I've learned throughout my adult life that because I tend to be high strung/tightly wound that I need frequent hobby time to balance my career and associated social 'workload' in order to tame the beast within. When my schedule hasn't allowed enough hobby time, the pressure would build until I become practically a walking time bomb. That condition has caused a lot of friction at home as well as a level of professional frustration that on occasion has led to blurting out wildly honest opinions to bosses and colleagues. Luckily for me, being brash, opinionated and unvarnished have helped my career more than harmed it, and has even become my defacto calling card, but even still I would prefer to be likable at the office.
For ~18 years my outlet was building r/c planes and boats, which was a great diversion and totally neutralized my inner turmoil; but inevitably, planned outings to fly and sail were spoiled by seasonal climate, weather conditions or pressing timelines at work.
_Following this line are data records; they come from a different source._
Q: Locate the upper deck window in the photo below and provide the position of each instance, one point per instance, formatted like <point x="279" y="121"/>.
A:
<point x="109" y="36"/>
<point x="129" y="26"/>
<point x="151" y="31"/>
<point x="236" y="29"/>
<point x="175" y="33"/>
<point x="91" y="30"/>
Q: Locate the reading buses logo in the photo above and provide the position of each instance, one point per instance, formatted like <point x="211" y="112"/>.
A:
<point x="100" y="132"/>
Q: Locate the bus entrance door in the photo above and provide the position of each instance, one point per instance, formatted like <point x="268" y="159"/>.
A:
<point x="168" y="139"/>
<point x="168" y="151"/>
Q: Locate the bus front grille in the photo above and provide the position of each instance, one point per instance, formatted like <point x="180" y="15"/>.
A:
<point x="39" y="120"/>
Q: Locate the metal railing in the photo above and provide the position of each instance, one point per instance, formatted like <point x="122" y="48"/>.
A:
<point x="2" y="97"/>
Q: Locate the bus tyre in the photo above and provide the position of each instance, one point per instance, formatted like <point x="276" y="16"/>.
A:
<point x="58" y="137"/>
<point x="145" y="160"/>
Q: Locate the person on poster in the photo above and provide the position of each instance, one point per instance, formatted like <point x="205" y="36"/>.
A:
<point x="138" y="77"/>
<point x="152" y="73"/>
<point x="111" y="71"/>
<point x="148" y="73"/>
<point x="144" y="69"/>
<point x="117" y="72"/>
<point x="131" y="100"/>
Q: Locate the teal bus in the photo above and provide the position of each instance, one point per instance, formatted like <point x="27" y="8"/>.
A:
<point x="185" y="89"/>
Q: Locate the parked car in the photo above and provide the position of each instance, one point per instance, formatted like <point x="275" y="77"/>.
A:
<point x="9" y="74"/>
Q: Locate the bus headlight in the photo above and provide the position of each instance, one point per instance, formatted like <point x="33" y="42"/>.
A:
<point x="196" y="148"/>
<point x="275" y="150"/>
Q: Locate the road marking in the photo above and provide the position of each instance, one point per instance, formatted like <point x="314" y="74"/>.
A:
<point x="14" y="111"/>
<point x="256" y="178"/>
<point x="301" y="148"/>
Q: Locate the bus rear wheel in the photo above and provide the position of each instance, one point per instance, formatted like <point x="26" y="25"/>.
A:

The imbalance between tedious hours spent whittling parts vs. time spent actually enjoying my models eventually became yet another source of agitation. I needed a new hobby that could fit better into my schedule.
When I first started homebrewing, I spent months studying the process of making beer while I slowly went about the process of building up my rig. Wiring diagrams, cad models, custom controller, etc. all culminating in a machine that converts my anxieties and frustrations into sweet, healing elixirs. The DIY aspect of the whole process is so multi-faceted that I can devote time to my hobby (and tame the beast) whenever or wherever I am. From Sunday brew sessions with my wife or reading articles on the train to formulating recipes on my lunchbreak and designing labels during long meetings, to even just dreaming up names for my recipes as I lie in bed waiting for sleep, I find that I can fit meaningful, therapeutic hobby time into every single day, no matter how busy I am.
The new friends I've made, irl as well as here on HBT, ancillary hobbies I've picked up, and the bonding experiences aided by pints of delicious homebrew have all enriched my life in ways that are hard to measure.
In a lot of ways, homebrewing has saved me. That's my epiphany.